Teknoloji insanı yalnızlaştırdı,ofis sosyalleştiriyor

Herkesin ofisi telefonu, bilgisayarı oldu. İşiniz zorlaşıyor mu, bir gün ofis mobilyası gereksiz olur mu?

? GG: Bir zamanlar da ‘home office’ yaygınlaşacak, herkes evinden çalışacak’ diyorlardı. Ama öyle bir şey olmadı. Çünkü insanın insana ihtiyacı var. Telefonla görüşme ya da video konferans da fiziksel görüşmenin yerini tutmuyor. Teknolojinin hayatımıza bu kadar girmesiyle oluşan çok ciddi bir yalnızlık var. Ve artık herkesin çok daha fazla sosyal alana ihtiyacı var. Ofisin de burada bir sorumluluğu var.

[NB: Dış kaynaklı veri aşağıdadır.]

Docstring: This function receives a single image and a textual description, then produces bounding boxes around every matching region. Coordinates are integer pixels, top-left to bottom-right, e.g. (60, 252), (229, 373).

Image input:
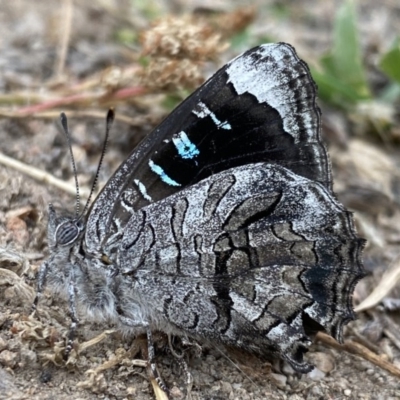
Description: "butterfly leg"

(177, 358), (193, 400)
(147, 327), (169, 393)
(31, 261), (49, 315)
(119, 315), (169, 393)
(64, 275), (79, 360)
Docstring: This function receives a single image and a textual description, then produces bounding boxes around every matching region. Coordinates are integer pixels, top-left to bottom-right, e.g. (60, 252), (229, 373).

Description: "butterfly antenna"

(81, 109), (115, 217)
(60, 113), (81, 217)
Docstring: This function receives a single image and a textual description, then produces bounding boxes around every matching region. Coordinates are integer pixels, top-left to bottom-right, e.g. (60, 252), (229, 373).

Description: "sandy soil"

(0, 0), (400, 400)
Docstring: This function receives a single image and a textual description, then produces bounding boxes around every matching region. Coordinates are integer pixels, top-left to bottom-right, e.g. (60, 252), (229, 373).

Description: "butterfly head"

(48, 204), (85, 248)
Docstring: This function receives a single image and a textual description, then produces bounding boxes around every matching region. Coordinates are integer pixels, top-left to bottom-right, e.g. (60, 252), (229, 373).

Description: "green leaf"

(379, 37), (400, 83)
(313, 0), (371, 107)
(331, 0), (371, 99)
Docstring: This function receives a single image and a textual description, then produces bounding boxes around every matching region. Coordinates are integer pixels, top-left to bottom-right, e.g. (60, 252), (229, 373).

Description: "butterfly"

(34, 43), (364, 373)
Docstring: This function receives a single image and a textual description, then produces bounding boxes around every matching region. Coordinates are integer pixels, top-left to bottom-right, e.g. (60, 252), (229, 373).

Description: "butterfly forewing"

(86, 43), (331, 251)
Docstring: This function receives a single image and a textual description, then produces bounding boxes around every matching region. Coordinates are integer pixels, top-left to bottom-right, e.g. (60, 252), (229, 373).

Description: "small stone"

(220, 381), (233, 394)
(282, 362), (296, 376)
(0, 350), (18, 368)
(19, 349), (37, 367)
(307, 367), (326, 381)
(169, 386), (184, 399)
(269, 372), (287, 389)
(310, 352), (335, 374)
(0, 336), (7, 351)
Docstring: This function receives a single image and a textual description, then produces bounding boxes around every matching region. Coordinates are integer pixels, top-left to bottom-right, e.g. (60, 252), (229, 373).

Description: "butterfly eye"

(56, 221), (83, 246)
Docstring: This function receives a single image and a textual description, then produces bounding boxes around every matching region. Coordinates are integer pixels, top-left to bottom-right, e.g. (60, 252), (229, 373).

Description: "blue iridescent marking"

(149, 160), (181, 186)
(133, 179), (153, 201)
(192, 101), (232, 130)
(172, 131), (200, 159)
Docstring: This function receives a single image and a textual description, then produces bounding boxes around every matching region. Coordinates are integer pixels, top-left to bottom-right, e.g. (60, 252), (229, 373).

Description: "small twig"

(383, 329), (400, 350)
(55, 0), (74, 80)
(0, 110), (147, 126)
(355, 257), (400, 312)
(0, 153), (89, 198)
(317, 332), (400, 378)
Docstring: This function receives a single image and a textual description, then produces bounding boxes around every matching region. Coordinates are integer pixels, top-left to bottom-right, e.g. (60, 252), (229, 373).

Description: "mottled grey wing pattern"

(86, 43), (332, 253)
(110, 163), (363, 372)
(65, 43), (363, 372)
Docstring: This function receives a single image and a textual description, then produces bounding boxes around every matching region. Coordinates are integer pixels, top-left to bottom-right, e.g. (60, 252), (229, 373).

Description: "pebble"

(0, 336), (7, 351)
(307, 367), (326, 381)
(0, 350), (18, 368)
(310, 352), (335, 374)
(269, 372), (287, 389)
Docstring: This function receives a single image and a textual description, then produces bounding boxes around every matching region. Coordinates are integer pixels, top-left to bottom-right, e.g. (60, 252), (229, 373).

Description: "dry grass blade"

(0, 268), (34, 303)
(317, 332), (400, 378)
(0, 153), (89, 199)
(355, 257), (400, 312)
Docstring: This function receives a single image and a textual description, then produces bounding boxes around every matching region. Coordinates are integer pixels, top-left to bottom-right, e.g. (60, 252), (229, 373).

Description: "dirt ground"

(0, 0), (400, 400)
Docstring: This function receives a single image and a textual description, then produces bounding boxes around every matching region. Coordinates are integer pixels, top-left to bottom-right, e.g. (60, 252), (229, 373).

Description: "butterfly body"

(38, 44), (363, 372)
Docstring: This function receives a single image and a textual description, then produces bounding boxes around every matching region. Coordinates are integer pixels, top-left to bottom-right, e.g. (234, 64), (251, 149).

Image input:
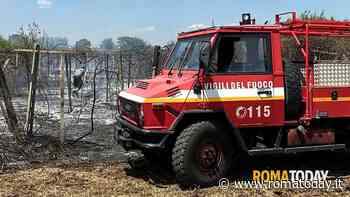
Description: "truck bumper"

(116, 115), (170, 150)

Ofiste bulunma oranı düşüyor

Maliyetlerin yüksek olduğu bir ortamda ofisler daralmıyor mu?

? GG: Mesela metrekareye 30 dolar kira ödüyorsanız. O şirketin ebitdası yüzde10’sa o metrekarede 3 bin 600 dolarlık iş üretilmesi lazım ki 1 metrekarenin kirasını ödeyebilsin. Tüm dünyada çalışanların ofiste bulunma oranları da düşüyor. Şu anda yüzde 42-43’lerde... Bu yüzden artık paylaşımlı ofisler yaparak, çalışanın ofiste olmadığı zamanlarda boş kalan metrekareleri değerlendirmek gerekiyor. Biz de stratejimizi bunun üzerine geliştiriyoruz.